Más recuperada, me acerqué a la única tienda de ultramarinos del pueblo.
-Hola Josefa, ¿qué tal estás, qué tal todo?
– Muy bien, maja.
– Vengo por una barra de pan, fruta, una lechuga, algunos tomates y dos cebolletas, por favor. Mientras me iba sirviendo, me puso al día.

– Tuve una niña, ya tiene cuatro meses, gracias a mi madre puedo trabajar, pero no quiero más hijos, se lo dije al Manolo, con esta son tres.
Después de esta cháchara, saqué a relucir la historia del cura. Quería saber algo más.
En general coincidió con la información de Maruja. Añadió que la gente en verano, sacaban las sillas a la calle para ponerse al día. Allí oyó a su madre, entre otros, contar sobre D. Saturnino. Así se llamaba el cura. Venía de Zamora, de un pueblo dedicado al cultivo de viñedos. Vendían vino peleón a granel para cooperativas de la comarca. Al parecer, los padres del cura tuvieron muchos hijos y este, más listo que los otros, pero enclenque, le enviaron al seminario, para que tuviera estudios y comida.

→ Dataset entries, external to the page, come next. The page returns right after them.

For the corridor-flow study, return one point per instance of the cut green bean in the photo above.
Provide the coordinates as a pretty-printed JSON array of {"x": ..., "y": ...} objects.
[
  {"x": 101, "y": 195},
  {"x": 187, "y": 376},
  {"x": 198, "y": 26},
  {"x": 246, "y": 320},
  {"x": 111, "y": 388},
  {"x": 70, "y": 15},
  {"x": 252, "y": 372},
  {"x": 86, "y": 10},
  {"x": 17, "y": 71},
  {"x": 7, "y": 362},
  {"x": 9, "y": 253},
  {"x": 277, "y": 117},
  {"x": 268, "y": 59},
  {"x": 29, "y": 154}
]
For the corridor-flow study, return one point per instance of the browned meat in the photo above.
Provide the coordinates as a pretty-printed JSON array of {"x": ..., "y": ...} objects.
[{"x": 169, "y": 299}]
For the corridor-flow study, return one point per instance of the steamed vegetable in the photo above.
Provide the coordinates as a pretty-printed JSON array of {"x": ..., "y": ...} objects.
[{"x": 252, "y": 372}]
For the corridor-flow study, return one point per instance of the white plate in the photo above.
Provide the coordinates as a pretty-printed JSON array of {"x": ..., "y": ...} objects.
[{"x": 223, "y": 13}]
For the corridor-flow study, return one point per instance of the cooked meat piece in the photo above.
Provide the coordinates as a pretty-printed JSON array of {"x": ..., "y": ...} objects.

Por lo que contó, D. Saturnino no tenía vocación, pero sabía, que estando bajo el paraguas de la iglesia tenía el futuro asegurado. Había estudiado el bachiller superior, y como “el tuerto es el rey en el país de los ciegos”, esto le servía en sus relaciones sociales. Al parecer, de todos sus hermanos era el único que nació con esa particularidad en las manos.
Físicamente era poca cosa, según Josefa, flaco, bajito y con cara de aguilucho, pero tenía un piquito de oro que engatusaba a sus víctimas.
Su moral debía ser laxa, y daba que hablar de lo lindo a sus parroquianos que pocas cosas profundas se planteaban.
-Nunca se arrepintió, le dijo al Pascual, que le ayudaba en la sacristía. Decía que les hizo un favor a las pobres chicas, pues eran feas, maduritas, y todas solteras.
-Por eso dicen que “el infierno está lleno de gente con buena intención”, dije.
Reímos un rato.
También contó como D. Saturnino, en época de catequesis, relataba a los críos historias de su pueblo. Les contaba cómo los jóvenes junto con los perros salían a defender a sus ovejas contra los lobos, luchando con palos y navajas, cuerpo a cuerpo. Incluso les metía miedo con historias de fantasmas. Los chavales mudos y con ojos de terror, oían al cura sin pestañear.
Cambiamos de tema, hablando del buen tiempo. Me despedí y me fui a mi asentamiento.

Esa tarde se levantó un moderado viento fuerza 4 beaufort, equivalente a 30 kilómetros hora. Preparé la vela a la botavara y un accesorio diseñado y construido por mi pareja, al que bautizó, como “Navegador”. Permitía pilotar la tabla más fácilmente con vientos fuertes y racheados. Disfruté mucho navegando con un viento a mi medida, surcando las aguas del pantano de costa a costa. Siempre con cuidado, pues estaba sola.
Al día siguiente, a mediodía, vi aparecer nuestro coche a lo lejos. Mientras llegaba Ramón transportando consigo su moto en el remolque y su tabla de windsurf en la baca, reflexionaba sobre la experiencia vivida. El contacto con la naturaleza había sido un bálsamo. Me había servido como terapia para meditar, serenarme y equilibrarme emocionalmente.
Conseguí clarificar mis sentimientos y relativicé mis miedos. Valoré el sentido de la vida y la oportunidad de estar viva. Aprecié a todas las personas que quería y deseaba tener a mi lado, especialmente a Ramón. Sentí que debía valorarme más a menudo como mujer y como persona. También consideré la conveniencia de cambiar de trabajo. Volvería a Madrid y a mis rutinas, pero esta vez de manera más feliz y renovada.